But he drew it away, and that shimmering instant was truly gone.
‘Invite him in!’ her father said. ‘I want to ask his opinion on something to do with those coins Clio found.’
‘Of course.’ Thalia gave Marco a quick smile. ‘You see all there is to see,’ she whispered to him. ‘I am an open book.’
‘I have heard many falsehoods in my life, signorina,’ he said. ‘But few, I think, as great as that. Your sister Clio, now she is an open book. You are like the Sicilian skies—stormy one moment, shining the next, but never, ever predictable.’
Did he really think that of her? If so, no one had ever paid her a finer compliment. Yet it made clear that he still did not really see, did not understand. Not entirely. ‘You have only known me in highly unusual circumstances, Marco. At home, in my real life, I am as predictable as the moon.’
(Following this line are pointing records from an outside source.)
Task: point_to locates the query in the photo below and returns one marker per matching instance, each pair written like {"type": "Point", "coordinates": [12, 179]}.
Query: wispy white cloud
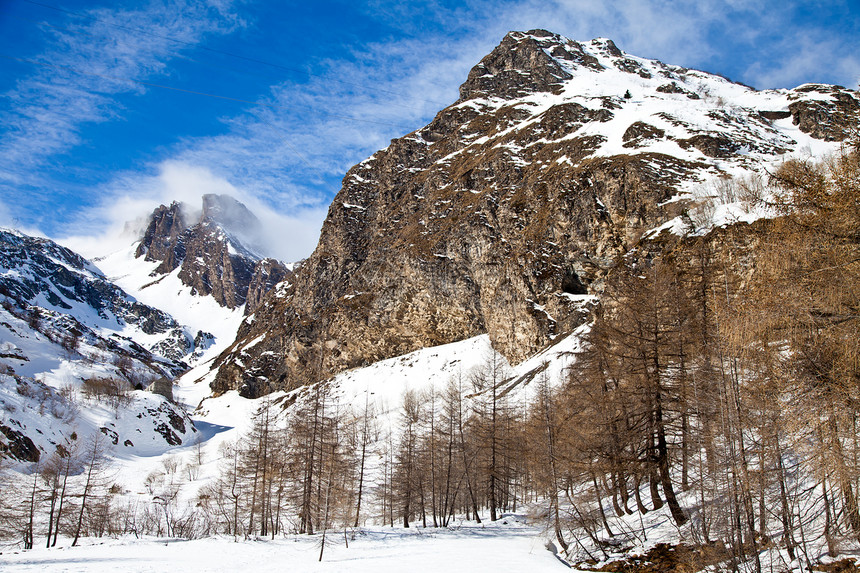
{"type": "Point", "coordinates": [287, 235]}
{"type": "Point", "coordinates": [46, 110]}
{"type": "Point", "coordinates": [288, 156]}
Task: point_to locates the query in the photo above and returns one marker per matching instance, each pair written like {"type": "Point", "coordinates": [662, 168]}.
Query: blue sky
{"type": "Point", "coordinates": [98, 123]}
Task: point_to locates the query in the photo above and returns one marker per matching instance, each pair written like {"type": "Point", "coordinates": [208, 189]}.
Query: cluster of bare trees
{"type": "Point", "coordinates": [302, 475]}
{"type": "Point", "coordinates": [458, 453]}
{"type": "Point", "coordinates": [720, 378]}
{"type": "Point", "coordinates": [65, 493]}
{"type": "Point", "coordinates": [720, 382]}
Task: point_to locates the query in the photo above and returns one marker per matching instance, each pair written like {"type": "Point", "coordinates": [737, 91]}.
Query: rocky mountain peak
{"type": "Point", "coordinates": [526, 62]}
{"type": "Point", "coordinates": [210, 249]}
{"type": "Point", "coordinates": [232, 215]}
{"type": "Point", "coordinates": [503, 214]}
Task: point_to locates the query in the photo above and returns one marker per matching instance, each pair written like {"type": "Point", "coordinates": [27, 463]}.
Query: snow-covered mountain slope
{"type": "Point", "coordinates": [38, 419]}
{"type": "Point", "coordinates": [211, 325]}
{"type": "Point", "coordinates": [61, 299]}
{"type": "Point", "coordinates": [213, 250]}
{"type": "Point", "coordinates": [73, 348]}
{"type": "Point", "coordinates": [554, 161]}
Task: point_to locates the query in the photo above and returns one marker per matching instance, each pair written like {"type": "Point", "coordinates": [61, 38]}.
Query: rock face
{"type": "Point", "coordinates": [64, 296]}
{"type": "Point", "coordinates": [498, 215]}
{"type": "Point", "coordinates": [207, 248]}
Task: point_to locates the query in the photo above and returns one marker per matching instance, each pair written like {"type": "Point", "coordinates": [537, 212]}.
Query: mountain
{"type": "Point", "coordinates": [508, 208]}
{"type": "Point", "coordinates": [66, 300]}
{"type": "Point", "coordinates": [76, 352]}
{"type": "Point", "coordinates": [213, 250]}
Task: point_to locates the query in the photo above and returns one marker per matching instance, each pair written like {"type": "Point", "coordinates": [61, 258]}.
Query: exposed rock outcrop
{"type": "Point", "coordinates": [207, 248]}
{"type": "Point", "coordinates": [503, 211]}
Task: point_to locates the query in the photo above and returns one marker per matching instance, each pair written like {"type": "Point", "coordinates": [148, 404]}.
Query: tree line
{"type": "Point", "coordinates": [718, 384]}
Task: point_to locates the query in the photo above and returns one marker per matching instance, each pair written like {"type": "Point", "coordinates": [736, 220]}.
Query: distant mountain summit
{"type": "Point", "coordinates": [504, 213]}
{"type": "Point", "coordinates": [214, 250]}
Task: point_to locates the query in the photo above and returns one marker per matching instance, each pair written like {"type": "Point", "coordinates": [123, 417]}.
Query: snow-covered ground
{"type": "Point", "coordinates": [511, 544]}
{"type": "Point", "coordinates": [167, 293]}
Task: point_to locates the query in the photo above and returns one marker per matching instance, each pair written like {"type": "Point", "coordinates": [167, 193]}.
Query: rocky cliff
{"type": "Point", "coordinates": [210, 249]}
{"type": "Point", "coordinates": [501, 213]}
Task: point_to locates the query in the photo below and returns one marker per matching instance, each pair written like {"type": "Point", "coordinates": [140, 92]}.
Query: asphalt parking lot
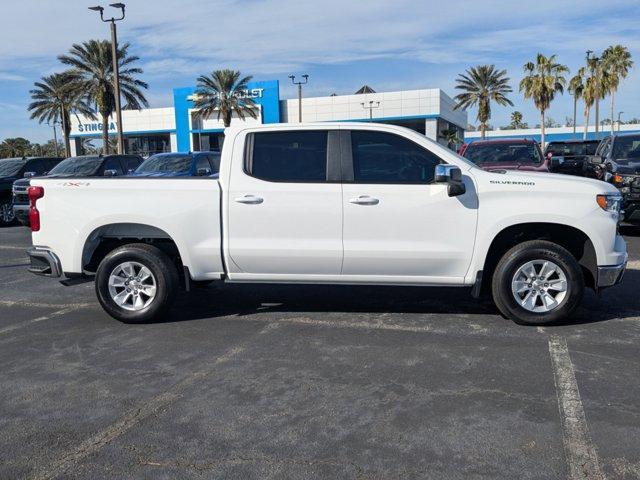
{"type": "Point", "coordinates": [314, 382]}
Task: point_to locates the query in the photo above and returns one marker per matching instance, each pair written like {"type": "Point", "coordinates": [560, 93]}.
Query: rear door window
{"type": "Point", "coordinates": [131, 163]}
{"type": "Point", "coordinates": [380, 157]}
{"type": "Point", "coordinates": [296, 156]}
{"type": "Point", "coordinates": [214, 160]}
{"type": "Point", "coordinates": [36, 166]}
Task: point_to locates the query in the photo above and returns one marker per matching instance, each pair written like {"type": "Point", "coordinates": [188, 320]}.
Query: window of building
{"type": "Point", "coordinates": [297, 156]}
{"type": "Point", "coordinates": [380, 157]}
{"type": "Point", "coordinates": [113, 164]}
{"type": "Point", "coordinates": [203, 165]}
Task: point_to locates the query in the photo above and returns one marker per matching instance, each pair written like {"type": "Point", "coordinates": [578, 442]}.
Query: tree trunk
{"type": "Point", "coordinates": [586, 123]}
{"type": "Point", "coordinates": [105, 132]}
{"type": "Point", "coordinates": [612, 110]}
{"type": "Point", "coordinates": [542, 130]}
{"type": "Point", "coordinates": [66, 130]}
{"type": "Point", "coordinates": [575, 112]}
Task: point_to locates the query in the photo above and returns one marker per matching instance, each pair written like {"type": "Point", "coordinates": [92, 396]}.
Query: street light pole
{"type": "Point", "coordinates": [293, 80]}
{"type": "Point", "coordinates": [370, 107]}
{"type": "Point", "coordinates": [55, 138]}
{"type": "Point", "coordinates": [116, 69]}
{"type": "Point", "coordinates": [619, 114]}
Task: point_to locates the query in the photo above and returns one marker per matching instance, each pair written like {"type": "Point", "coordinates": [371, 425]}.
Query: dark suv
{"type": "Point", "coordinates": [83, 166]}
{"type": "Point", "coordinates": [12, 169]}
{"type": "Point", "coordinates": [568, 157]}
{"type": "Point", "coordinates": [617, 161]}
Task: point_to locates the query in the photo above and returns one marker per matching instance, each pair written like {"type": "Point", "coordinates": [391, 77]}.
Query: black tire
{"type": "Point", "coordinates": [166, 282]}
{"type": "Point", "coordinates": [518, 256]}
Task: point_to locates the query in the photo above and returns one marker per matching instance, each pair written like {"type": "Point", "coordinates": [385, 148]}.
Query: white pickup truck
{"type": "Point", "coordinates": [340, 203]}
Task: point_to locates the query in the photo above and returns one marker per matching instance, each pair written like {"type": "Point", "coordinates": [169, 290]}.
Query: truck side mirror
{"type": "Point", "coordinates": [452, 176]}
{"type": "Point", "coordinates": [556, 162]}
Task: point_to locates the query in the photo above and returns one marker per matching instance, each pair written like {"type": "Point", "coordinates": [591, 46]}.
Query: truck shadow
{"type": "Point", "coordinates": [249, 299]}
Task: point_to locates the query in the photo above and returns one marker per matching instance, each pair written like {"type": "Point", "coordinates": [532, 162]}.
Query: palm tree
{"type": "Point", "coordinates": [617, 63]}
{"type": "Point", "coordinates": [600, 84]}
{"type": "Point", "coordinates": [482, 84]}
{"type": "Point", "coordinates": [224, 92]}
{"type": "Point", "coordinates": [516, 121]}
{"type": "Point", "coordinates": [576, 89]}
{"type": "Point", "coordinates": [54, 99]}
{"type": "Point", "coordinates": [451, 137]}
{"type": "Point", "coordinates": [92, 72]}
{"type": "Point", "coordinates": [544, 78]}
{"type": "Point", "coordinates": [589, 97]}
Marco laughed. ‘Yet another falsehood, I suspect. Perhaps one day I will see you in this “real life”, and judge the true Thalia Chase for myself.’
Thalia smiled at him wistfully. If only that could be so! If only they could meet again, and she could show him that Clio could never be the one for him. Show him how she really felt, and what knowing him had meant to her.
Yet that was just one more hopeless dream. When she left Sicily, when she set sail for England and he went back to his home in Florence, they would surely never meet again.
And she would live on her memories of him for years to come.
Chapter One
Bath
Is it possible that only months ago I was in Sicily? Thalia wrote in her journal, balancing the leatherbound book carefully on her lap desk as the carriage jolted along. It must have been a dream indeed, for when I look out of the window now I know I have truly woken up.
The gently rolling lane, surrounded on all sides by the lush, fresh green of hedgerows, the expanse of fields and villages, could not have been more different than the sun-blasted Sicilian plains. Thalia closed her eyes, and for an instant she could swear she smelled the hot scent of lemons on the air. Could feel the warm breeze brush her sleeve against her arm, like the most fleeting caress.
But then the carriage bounced over another rut in the English road, pushing her out of her memories.
She opened her eyes, and smiled at her sister Calliope de Vere, Lady Westwood, who sat across from her. Calliope smiled back, but Thalia could see that it was an effort. Despite the cushions and blankets piled around her, despite the quantities of tea and calves’ foot jelly Thalia kept pressing on her, Calliope was still pale. Her brown eyes seemed enormous in her white face.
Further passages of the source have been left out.